Choroideremia was so named because it was thought to be due to an absence of the vascularized layer (choroid) in the eye. It was later found that all layers of the retina and of the choroid in the eye are degenerated but the name has persisted.
Choroideremia is a disease found primarily in males which begins in early childhood with night vision difficulties resulting from progressive damage to the cells in the retina that detect light (rods and cones, or photoreceptors). These are highly concentrated in a ring around the central area of the macula (a specialized area of the retina that gives us the sharpest vision). With time, loss of side vision develops as a ring of blindness develops around this central area. Clinically this often results in tunnel vision as the visual field is narrowed. This is a progressive disorder but vision is highly variable with some individuals retaining good vision and others having extremely poor vision.
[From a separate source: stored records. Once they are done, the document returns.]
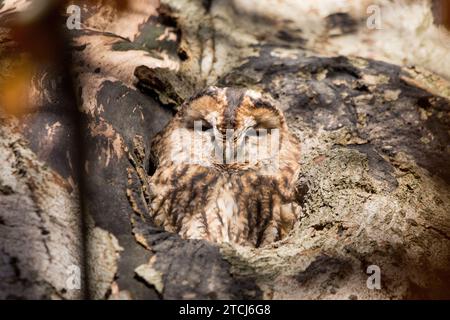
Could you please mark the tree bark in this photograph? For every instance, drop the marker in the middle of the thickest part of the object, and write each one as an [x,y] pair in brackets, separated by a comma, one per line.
[375,180]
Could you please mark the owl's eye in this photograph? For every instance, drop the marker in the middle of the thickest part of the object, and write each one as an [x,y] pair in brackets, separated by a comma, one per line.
[257,132]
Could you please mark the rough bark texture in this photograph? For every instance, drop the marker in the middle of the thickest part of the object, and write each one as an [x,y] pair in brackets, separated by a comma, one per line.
[375,162]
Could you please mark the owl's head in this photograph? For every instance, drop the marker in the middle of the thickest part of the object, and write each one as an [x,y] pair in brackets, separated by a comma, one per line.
[228,129]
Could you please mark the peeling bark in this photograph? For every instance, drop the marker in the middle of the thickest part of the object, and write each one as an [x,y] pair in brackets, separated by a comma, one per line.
[375,182]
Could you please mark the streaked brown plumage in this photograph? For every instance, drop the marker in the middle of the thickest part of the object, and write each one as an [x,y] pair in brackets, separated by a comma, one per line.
[247,200]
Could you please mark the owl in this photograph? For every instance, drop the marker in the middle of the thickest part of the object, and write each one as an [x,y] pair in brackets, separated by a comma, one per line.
[226,170]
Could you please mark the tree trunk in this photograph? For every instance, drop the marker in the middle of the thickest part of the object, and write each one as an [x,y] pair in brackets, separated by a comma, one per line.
[375,178]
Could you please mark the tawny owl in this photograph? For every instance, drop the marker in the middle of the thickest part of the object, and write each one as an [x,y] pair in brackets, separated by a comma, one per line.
[227,168]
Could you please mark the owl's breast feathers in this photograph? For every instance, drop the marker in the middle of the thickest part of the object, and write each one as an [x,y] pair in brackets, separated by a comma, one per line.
[236,202]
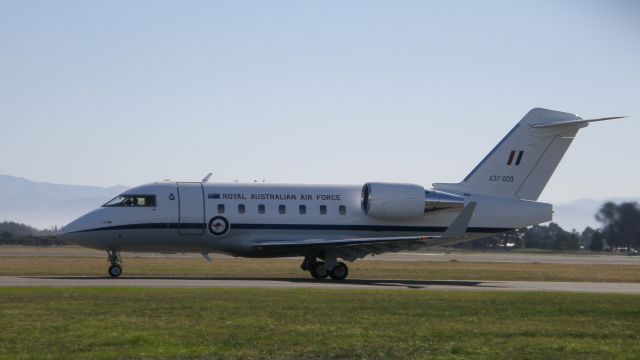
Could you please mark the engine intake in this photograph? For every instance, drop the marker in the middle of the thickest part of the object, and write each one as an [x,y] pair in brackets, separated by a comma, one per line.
[390,201]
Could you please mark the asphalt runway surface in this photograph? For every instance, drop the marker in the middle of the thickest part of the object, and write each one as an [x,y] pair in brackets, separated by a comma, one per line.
[506,257]
[264,283]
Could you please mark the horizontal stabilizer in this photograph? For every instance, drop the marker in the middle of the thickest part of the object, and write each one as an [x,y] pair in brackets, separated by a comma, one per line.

There are no general systemic defects associated with choroideremia, but there are a few reports of individuals with deafness and obesity.
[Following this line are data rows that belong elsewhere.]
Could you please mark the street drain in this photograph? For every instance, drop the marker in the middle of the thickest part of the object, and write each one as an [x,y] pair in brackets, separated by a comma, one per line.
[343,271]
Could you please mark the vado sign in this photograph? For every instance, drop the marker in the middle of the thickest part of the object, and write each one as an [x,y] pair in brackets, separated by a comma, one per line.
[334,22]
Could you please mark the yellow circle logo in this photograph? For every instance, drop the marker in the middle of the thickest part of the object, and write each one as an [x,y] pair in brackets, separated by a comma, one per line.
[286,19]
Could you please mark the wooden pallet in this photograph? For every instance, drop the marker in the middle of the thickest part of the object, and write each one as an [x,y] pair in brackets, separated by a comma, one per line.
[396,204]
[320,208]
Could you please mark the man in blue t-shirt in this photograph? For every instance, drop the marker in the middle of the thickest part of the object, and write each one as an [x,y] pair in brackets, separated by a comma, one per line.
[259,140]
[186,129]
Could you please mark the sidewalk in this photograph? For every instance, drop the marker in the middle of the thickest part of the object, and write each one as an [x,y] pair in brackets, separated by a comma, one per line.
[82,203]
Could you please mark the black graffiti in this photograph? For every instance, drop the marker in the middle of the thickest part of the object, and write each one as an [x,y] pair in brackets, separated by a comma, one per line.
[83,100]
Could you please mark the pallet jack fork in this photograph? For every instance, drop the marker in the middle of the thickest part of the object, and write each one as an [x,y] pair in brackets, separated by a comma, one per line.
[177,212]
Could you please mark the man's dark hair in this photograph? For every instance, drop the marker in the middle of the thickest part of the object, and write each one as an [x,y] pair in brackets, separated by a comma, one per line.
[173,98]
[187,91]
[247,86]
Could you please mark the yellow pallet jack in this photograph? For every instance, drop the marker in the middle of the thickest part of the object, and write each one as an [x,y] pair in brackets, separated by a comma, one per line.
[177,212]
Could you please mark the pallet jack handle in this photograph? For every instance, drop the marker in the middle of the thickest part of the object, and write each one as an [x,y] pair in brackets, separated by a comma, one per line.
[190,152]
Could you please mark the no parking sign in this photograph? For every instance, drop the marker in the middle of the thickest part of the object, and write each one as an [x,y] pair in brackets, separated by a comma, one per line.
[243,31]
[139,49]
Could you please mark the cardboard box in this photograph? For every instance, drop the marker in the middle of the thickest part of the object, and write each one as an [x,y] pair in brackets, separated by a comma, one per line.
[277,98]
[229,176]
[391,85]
This is an X-chromosome recessive disorder resulting from a mutation in a gene on the X-chromosome. To inherit choroideremia, a male has to receive a mutation from his mother (fathers do not pass their single X-chromosome to their sons). Females who are carriers of the mutated gene usually have no symptoms, since they have one normal copy of the gene. However, there have been a few reports of affected females.
Choroideremia is usually diagnosed by an ophthalmologist after a dilated eye exam based upon the appearance of the inside of the eye. In cases where the diagnosis is unclear, a genetic analysis can be performed. A special test called electroretinography (ERG) can also be done to confirm the diagnosis. Vision is highly variable and usually stable, but can in some individuals get worse with time.